We need a shared blog format

21

Author: Joe 'Zonker' Brockmeier

We have open and shared formats for word processing, spreadsheets, vector graphics, audio and video, site subscription feeds, and all sorts of other computing activities — but every damn blogging and content management system (CMS) package is an island unto itself. It’s time for a shared format that lets users move content from one package to another.

As I’ve said in the past, I use WordPress to publish my Weblogs, and I’ve found it to be one of the best tools for a single user blog. Over the past few years, I’ve recommended WordPress to several friends and co-workers, and it’s been quite popular with new bloggers. However, the response is always the same when I recommend WordPress to people who are already using another package — “Sounds great, but how would I convert to WordPress from my current software?” Data lock-in sucks, even when users are locked in to a specific free software package.

WordPress does have a few conversion tools, but it doesn’t have tools for everything. For example, one of my friends uses pMachine, and another uses Drupal. So far, I haven’t found conversion tools for either of those. (Since readers often know about software that I’ve missed, I hope that a helpful NewsForge reader will point out import tools for those packages as well.)

And it shouldn’t be a one-way street. As much as I like WordPress, it’s not for everybody. If someone spends six months working with WordPress and decides that it’s not the CMS for him, then he should be able to move to a new package more easily than he can now.
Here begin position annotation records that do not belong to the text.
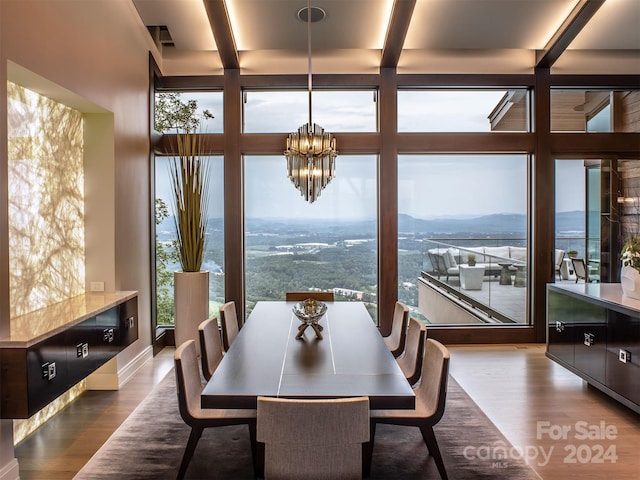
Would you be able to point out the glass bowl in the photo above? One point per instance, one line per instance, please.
(309, 310)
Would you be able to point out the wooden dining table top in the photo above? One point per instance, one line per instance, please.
(266, 359)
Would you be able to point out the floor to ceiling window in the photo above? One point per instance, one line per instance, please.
(328, 245)
(168, 114)
(462, 230)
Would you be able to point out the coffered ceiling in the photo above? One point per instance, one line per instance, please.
(197, 37)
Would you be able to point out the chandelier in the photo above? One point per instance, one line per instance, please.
(311, 152)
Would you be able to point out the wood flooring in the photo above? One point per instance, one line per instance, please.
(527, 396)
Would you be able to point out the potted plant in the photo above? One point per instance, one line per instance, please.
(471, 259)
(630, 273)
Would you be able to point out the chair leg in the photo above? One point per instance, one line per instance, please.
(194, 436)
(258, 459)
(430, 439)
(367, 450)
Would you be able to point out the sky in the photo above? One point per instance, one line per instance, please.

Why should it be harder to switch CMS software than it is to move to a different word processor or spreadsheet application?

Why do we need portability?

It’s not at all uncommon to start a site with one package only to find that it no longer fits your needs — either because development falters, the project moves in a different direction than you’d like, or because you find a new package that fits your needs better than the original package.

Over the years I’ve used WordPress, Slash, phpWebLog, Blosxom, Mambo/Joomla, Movable Type, and Geeklog, for my personal sites and/or for work. The lack of portability between packages causes some serious headaches when it comes time to move to a new tool. Companies and individuals face losing their old content, finding a way to convert from one package to another, or maintaining two packages.

Here’s what we need

Each CMS and blogging package has different features, so it would be almost impossible to provide a portable format for themes, users, and other random assorted features that you’d find in something like Drupal, but not WordPress — or the other way around. But it should be possible to have a generic format for content and comments that could carry from one package to another — if not an identical database schema, perhaps an export/import format that is supported by every open source blog and CMS package.

Almost every CMS holds the same basic information: A headline or title, a post or article body, the author of the post, the timestamp, a category or categories for the post, status of the post, whether comments are being accepted, and so forth. Comments also tend to have the same basic information across different packages: A title, comment author, email address, timestamp, the comment body, which post the comment is attached to, and whether the comment has been approved.

Surely it shouldn’t be that difficult to develop a common export/import format that works across CMS software in the same way that the comma-separated values (CSV) format works for spreadsheets and other software.

Why developers should care

Why should WordPress, Joomla, Drupal, or other open CMS developers care if their soon-to-be ex-users have headaches trying to move away from their software? Because the odds are they’ll be gaining users from other packages as well — and a common format would save time and headaches in trying to create filters for each individual CMS.

It would also be a way of assuring users that they have long-term options if development stops on their current package. It would be reassuring to know that it wouldn’t be as big a hassle to move content to a new system in the event that things go south with the package you’re using right now.